Natarajan stated that the metrics to consider include methods for measuring trust, performance and an AI system's capability to interact "in the moment" with humans. He pointed out that while current metrics can evaluate an AI system's proficiency in solving math problems, there is a significant gap when it comes to well-established benchmarks for assessing how AI manages social interactions.
Natarajan said the arrival of effective metrics has historically fostered innovation:
"Computer science, machine learning [and] general science have advanced when we've had good metrics that we use to measure progress."
Along with metrics, the NSF AI Research Institutes are expected to produce data sets to test, measure and benchmark the results of their research and experimentation, he added.
Expanding tech talent pools
Richard Fairbank, Capital One's chairman and CEO, referred to the company as a "technology company that does banking" during its second-quarter earnings call in July.
Accordingly, the bank aims to attract skilled employees in fields such as AI. Natarajan said he believes Capital One's NSF partnership and university relationships help accomplish that. The best tech talent wants to join a "vibrant, inquisitive community" working to advance the state of the art, he said. Research alliances signal the existence of such an environment, he noted.
"These partnerships actually communicate to the talent that we want to hire," Natarajan said, emphasizing that this message is also critical for retaining existing talent.
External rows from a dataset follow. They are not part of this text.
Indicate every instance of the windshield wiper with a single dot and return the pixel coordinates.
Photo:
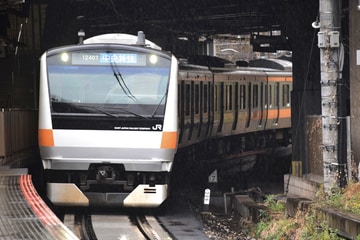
(158, 105)
(99, 110)
(121, 81)
(115, 115)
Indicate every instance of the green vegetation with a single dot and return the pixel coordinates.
(307, 223)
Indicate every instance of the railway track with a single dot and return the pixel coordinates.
(122, 226)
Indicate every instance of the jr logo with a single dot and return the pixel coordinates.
(157, 127)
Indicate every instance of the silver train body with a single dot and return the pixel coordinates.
(108, 121)
(113, 113)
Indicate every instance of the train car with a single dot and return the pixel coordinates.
(246, 107)
(114, 110)
(108, 125)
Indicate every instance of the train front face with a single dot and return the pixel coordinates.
(108, 124)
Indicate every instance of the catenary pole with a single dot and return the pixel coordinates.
(330, 63)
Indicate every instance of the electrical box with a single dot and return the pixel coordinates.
(321, 40)
(2, 52)
(334, 39)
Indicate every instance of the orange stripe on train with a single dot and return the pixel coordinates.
(273, 113)
(169, 140)
(46, 138)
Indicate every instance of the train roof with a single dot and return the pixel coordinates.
(276, 64)
(119, 38)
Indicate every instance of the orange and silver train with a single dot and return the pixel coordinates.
(114, 110)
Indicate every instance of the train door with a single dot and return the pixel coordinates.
(181, 109)
(277, 102)
(192, 108)
(221, 106)
(210, 105)
(236, 107)
(198, 106)
(261, 105)
(249, 96)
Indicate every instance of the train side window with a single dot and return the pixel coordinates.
(206, 99)
(262, 95)
(270, 96)
(266, 92)
(187, 99)
(286, 95)
(215, 98)
(197, 98)
(255, 96)
(242, 96)
(228, 97)
(277, 94)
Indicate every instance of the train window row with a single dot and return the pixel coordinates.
(233, 96)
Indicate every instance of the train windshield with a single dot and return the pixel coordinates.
(108, 83)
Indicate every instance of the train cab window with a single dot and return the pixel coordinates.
(197, 99)
(228, 97)
(286, 95)
(206, 98)
(215, 98)
(242, 97)
(255, 96)
(187, 99)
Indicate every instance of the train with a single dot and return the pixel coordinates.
(115, 109)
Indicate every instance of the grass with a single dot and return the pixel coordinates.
(306, 224)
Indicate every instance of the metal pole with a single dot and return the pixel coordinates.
(329, 44)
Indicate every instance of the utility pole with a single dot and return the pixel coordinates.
(333, 124)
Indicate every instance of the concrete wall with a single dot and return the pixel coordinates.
(354, 41)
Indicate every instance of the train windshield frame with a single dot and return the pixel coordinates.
(114, 83)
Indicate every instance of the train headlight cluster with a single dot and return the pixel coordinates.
(153, 59)
(64, 57)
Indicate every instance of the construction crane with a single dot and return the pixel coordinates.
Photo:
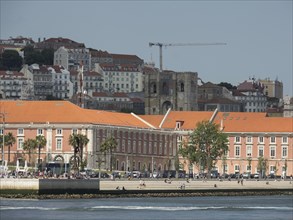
(178, 44)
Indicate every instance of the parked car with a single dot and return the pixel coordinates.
(255, 175)
(246, 175)
(135, 174)
(225, 175)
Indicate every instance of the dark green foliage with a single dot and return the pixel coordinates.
(227, 85)
(44, 57)
(10, 60)
(205, 146)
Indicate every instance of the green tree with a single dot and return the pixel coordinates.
(78, 141)
(262, 164)
(9, 141)
(43, 57)
(47, 56)
(11, 60)
(229, 86)
(108, 146)
(41, 143)
(206, 144)
(29, 145)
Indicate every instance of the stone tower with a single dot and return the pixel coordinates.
(169, 89)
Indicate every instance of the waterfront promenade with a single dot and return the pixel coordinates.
(160, 184)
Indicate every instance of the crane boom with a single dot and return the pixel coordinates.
(178, 44)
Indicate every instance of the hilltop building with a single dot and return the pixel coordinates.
(212, 96)
(71, 58)
(168, 89)
(250, 94)
(12, 84)
(272, 88)
(121, 77)
(56, 43)
(147, 143)
(48, 81)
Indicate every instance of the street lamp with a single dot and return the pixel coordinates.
(3, 140)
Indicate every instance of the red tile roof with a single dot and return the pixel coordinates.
(61, 112)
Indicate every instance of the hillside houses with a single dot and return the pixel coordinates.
(148, 142)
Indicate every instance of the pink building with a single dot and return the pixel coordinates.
(146, 142)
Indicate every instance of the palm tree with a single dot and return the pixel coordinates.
(9, 141)
(78, 141)
(29, 145)
(206, 145)
(83, 141)
(108, 146)
(41, 143)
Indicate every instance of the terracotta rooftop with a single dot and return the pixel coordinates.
(61, 112)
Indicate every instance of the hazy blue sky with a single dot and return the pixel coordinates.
(258, 33)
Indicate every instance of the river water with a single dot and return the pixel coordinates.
(209, 207)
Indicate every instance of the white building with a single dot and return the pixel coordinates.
(49, 81)
(62, 86)
(71, 58)
(121, 77)
(250, 94)
(288, 107)
(12, 84)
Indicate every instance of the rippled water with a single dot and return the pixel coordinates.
(222, 207)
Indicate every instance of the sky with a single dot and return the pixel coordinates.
(258, 34)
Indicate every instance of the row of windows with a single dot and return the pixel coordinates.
(122, 74)
(20, 131)
(121, 85)
(248, 168)
(59, 142)
(261, 139)
(272, 150)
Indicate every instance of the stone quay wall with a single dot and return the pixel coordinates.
(49, 186)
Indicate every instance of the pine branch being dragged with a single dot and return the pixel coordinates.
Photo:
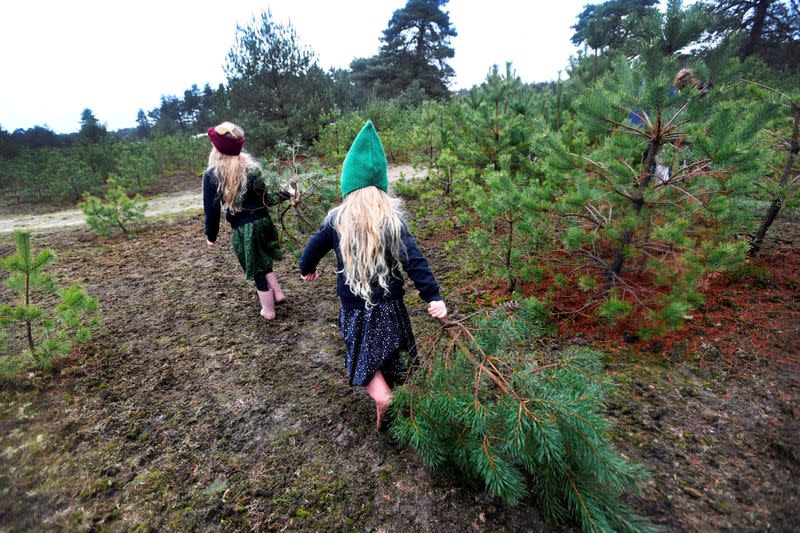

Capital One's relationships also benefit its research partners, according to Natarajan. He said collaborating with the bank's scientists and engineers as they address financial industry challenges can help researchers direct their efforts toward finding impactful solutions to problems.
From a broader perspective, research partnerships contribute to strengthening STEM talent in the U.S., Natarajan said.
"We are trying to enrich the talent pool, especially the AI talent pool," he said. "We think this is the highest-leverage way to do it. The force multiplication of the partnership with NSF is just immense."
The NSF spokesman cited workforce development as a "central mission" for the agency's AI research institutes. Its approach is to fund a significant portion of the nation's foundational AI research and workforce initiatives, aligning with White House priorities to invest in AI education at all levels, he said.
The Trump administration's America's AI Action Plan, which states near-term policy goals, calls for federal agencies, including the Departments of Commerce, Education and Labor, as well as the NSF, to "prioritize AI skill development as a core objective of relevant education and workforce funding streams."
John Moore is a writer for Informa TechTarget covering the CIO role, economic trends and the IT services industry.